Clinical characteristics are typically benign in young women, whereas men older than 50 years tend to have serious consequences of mitral regurgitation (MR).

Common general physical features associated with mitral valve prolapse (MVP) include the following:

  • Asthenic body habitus

  • Low body weight or body mass index (BMI)

  • Straight-back syndrome

  • Scoliosis or kyphosis

  • Pectus excavatum

  • Hypermobility of the joints

  • Arm span greater than height (which may be indicative of Marfan syndrome)

Physical findings

The classic auscultatory finding is a mid-to-late systolic click, which is present due to the leaflets prolapsing into the left atrium, thereby resulting in tensing of the mitral valve apparatus. The click may or may not be followed by a high-pitched, mid-to-late systolic murmur at the cardiac apex.

The midsystolic click can vary in intensity and timing, primarily depending on the left ventricular volume.

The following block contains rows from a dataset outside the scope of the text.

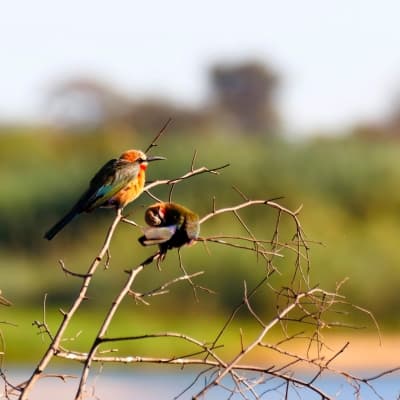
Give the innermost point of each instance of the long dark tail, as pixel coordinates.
(60, 224)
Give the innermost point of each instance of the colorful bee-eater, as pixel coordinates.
(120, 181)
(170, 225)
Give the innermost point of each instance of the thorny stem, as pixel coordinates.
(67, 316)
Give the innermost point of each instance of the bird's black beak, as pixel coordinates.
(154, 158)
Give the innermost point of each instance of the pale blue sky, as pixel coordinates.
(339, 60)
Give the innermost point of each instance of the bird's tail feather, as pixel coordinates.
(60, 225)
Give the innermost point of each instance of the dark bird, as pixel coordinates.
(171, 225)
(120, 181)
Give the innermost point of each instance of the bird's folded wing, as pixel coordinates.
(157, 235)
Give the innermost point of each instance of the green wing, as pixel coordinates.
(108, 181)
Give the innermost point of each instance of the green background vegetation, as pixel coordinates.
(347, 186)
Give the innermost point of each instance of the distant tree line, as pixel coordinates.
(243, 99)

End-diastolic volume can be reduced by having the patient perform a Valsalva maneuver or by having the patient stand. These maneuvers result in an earlier click, closer to the first heart sound, and a prolonged murmur. They may even bring out a murmur when none is heard at rest. In the supine position, especially with the legs raised for increased venous return, left ventricular diastolic volume is increased, resulting in a click later in systole and a shortened murmur.